Le novice ouvrit de grands yeux, où perçait un profond étonnement mêlé d'une légère nuance d'admiration.
- Comment ! monsieur, s'écria-t-il oubliant l'appellation fraternelle usitée dans les ordres, seriez-vous par hasard le petit-fils de la fameuse comédienne ?
- Justement, monsieur. Ah ! ma pauvre grand-mère ! voilà une femme bien damnée !
- Alors, monsieur votre grand-père était le comédien Champmeslé, qui jouait les rois ?
- Vous l'avez dit. Marie Desmares, ma grand-mère, épousa Charles Chevillet, sieur de Champmeslé ; il avait remplacé le fameux Latorillière à l'hôtel de Bourgogne. Quant à sa femme, elle débuta par le rôle d'Hermione, que jouait à merveille la Desoeuillet, dont elle reprit l'emploi.
- De sorte que votre père, continua le novice mordant avec ardeur à la conversation, de sorte que votre père était Joseph Champmeslé, qui jouait les valets, et votre mère, Marie Descombes, qui jouait les jeunes premières ?
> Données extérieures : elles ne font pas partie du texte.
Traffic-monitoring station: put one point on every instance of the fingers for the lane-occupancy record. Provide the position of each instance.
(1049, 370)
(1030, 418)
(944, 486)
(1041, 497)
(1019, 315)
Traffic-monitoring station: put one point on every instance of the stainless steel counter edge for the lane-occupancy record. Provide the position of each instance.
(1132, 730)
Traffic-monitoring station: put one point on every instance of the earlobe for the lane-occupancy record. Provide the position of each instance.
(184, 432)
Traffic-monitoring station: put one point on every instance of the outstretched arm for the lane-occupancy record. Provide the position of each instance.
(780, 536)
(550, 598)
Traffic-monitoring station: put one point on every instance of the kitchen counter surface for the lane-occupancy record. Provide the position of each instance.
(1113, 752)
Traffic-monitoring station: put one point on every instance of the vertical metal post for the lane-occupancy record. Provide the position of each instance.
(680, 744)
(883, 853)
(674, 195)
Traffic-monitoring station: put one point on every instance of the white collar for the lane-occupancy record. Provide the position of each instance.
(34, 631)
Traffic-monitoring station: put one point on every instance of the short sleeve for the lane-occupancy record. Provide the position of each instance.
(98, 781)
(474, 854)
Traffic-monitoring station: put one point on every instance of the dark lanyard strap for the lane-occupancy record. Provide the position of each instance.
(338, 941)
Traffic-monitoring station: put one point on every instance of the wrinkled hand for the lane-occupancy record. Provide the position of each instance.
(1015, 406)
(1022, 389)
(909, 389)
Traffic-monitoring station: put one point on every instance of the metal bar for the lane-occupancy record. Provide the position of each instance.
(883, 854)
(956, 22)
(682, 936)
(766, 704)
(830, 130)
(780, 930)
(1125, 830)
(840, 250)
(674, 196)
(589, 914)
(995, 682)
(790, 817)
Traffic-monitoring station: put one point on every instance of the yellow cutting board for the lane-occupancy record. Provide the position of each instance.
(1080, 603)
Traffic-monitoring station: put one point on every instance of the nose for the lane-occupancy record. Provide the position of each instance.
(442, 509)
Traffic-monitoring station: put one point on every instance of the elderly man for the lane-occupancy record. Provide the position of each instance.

- Justement. Ah çà ! mais, dites-moi, mon frère, s'écria Champmeslé avec étonnement, savez-vous que je vous trouve un peu bien avancé dans la science des coulisses pour un novice jésuite ?
- Monsieur, reprit le jeune homme effrayé de s'être ainsi laissé aller au penchant de la conversation, si fort éloignés que nous soyons du monde, nous avons toujours perception de ce qui s'y passe ; d'ailleurs, je ne suis pas né aux jésuites, et ma première éducation fut faite dans ma famille.
- A qui ai-je l'honneur de parler, mon frère ?
- Je m'appelle Jacques Bannière, novice indigne.
Champmeslé salua courtoisement sa nouvelle connaissance, qui, non moins courtoisement, lui rendit son salut.